Some 75.7 per cent of India’s horses and 92.7 per cent of India’s ponies are non-descript. There are seven officially recognised breeds.

Some 91.7 per cent of Indian donkeys are non-descript while the remaining 8.3 per cent belong to the Spiti breed, recognised by the NBAGR.

Camels are the only major livestock species where 60.4 per cent of the animals are indigenous and 39.6 per cent are non-descript. There are nine recognised breeds of which, the Bikaneri has the highest numbers at 29.6 per cent.

KS Sivasenapathy, a breeder of the Kangeyam, western Tamil Nadu’s prized cattle breed, told Down To Earth:

I think there has been a poor application of mind. A large number of animals in India are not yet documented by the NBAGR. They are called non-descript but can be categorised as breeds in their own right.

“Evolution of breeds is an interplay of nature and culture.
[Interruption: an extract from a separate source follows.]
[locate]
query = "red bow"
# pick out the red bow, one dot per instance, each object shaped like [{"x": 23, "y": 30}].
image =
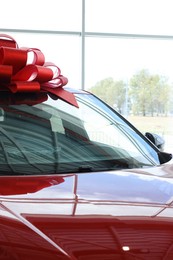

When you conserve cattle or any other livestock, you not only conserve a gene but also a culture. But since 2014, there has not been a single consultation by the Niti Aayog with organisations working with native livestock,” Sivasenapathy, who is the secretary of the Dravida Munnetra Kazhagam’s environment wing, said.

He added saving indigenous breeds was the need of the hour as in these times of climate change, hardy breeds that can thrive on scanty resources and in high temperatures were required.

“All native Indian livestock breeds should be declared as globally important agricultural heritage systems by the United Nations Food and Agriculture Organization and the Government of India should work towards this,” he said.